Corollary: For any abstract algebraic system where closure holds and we can treat all formulas as well-formed logical expressions (wffs, wfes, or simply formulas, as the proof above makes explicit), we can generate three proofs for any given theorem. One of those proofs lays in a prefix language, one in an infix language, and one in a postfix language. Instead of using specific operators as above, one can correspond any given operators X, Y, Z and then instantiates them into a particular form, with the correspondence Xab with aYb to abZ where a and b now represent variables of variables. Since all theorems follow from axioms in any given language, proofs can get converted to the other language step-by-step by the Principle of Proof Triplication. Or if one prefers not to think of each proof as a separate entity of the same theorem, we can express a proof in three different ways, in prefix language, infix language, and suffix language by the Principle of Triplication.

Theorem: For any Group, a cancellation law is valid.

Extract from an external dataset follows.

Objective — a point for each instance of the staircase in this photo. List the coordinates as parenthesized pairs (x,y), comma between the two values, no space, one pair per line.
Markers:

That is, if Sxy=Sxz, then y=z. By the correspondence above if x*y=x*z, then y=z. If xyA=xzA, then y=z.

Proof: Left as an exercise. Specifically I suggest proving in detail each if-then assertion above. If you don't know how to or where to begin, look up a proof of the cancellation law for groups. Then rewrite such a proof according to the correspondence scheme above in one of the other languages step-by-step. Then do such for the third language. The author's experience is such that doing this clears up conceptual difficulties as to which axioms get hidden in proofs like say of a cancellation law when usually presented, since no statement of hypothesis introduction as an axiom, and how much one really has to assume to *thoroughly* write a proof.

[1] Logic: A dialogue . 1964, Holden-Day Inc.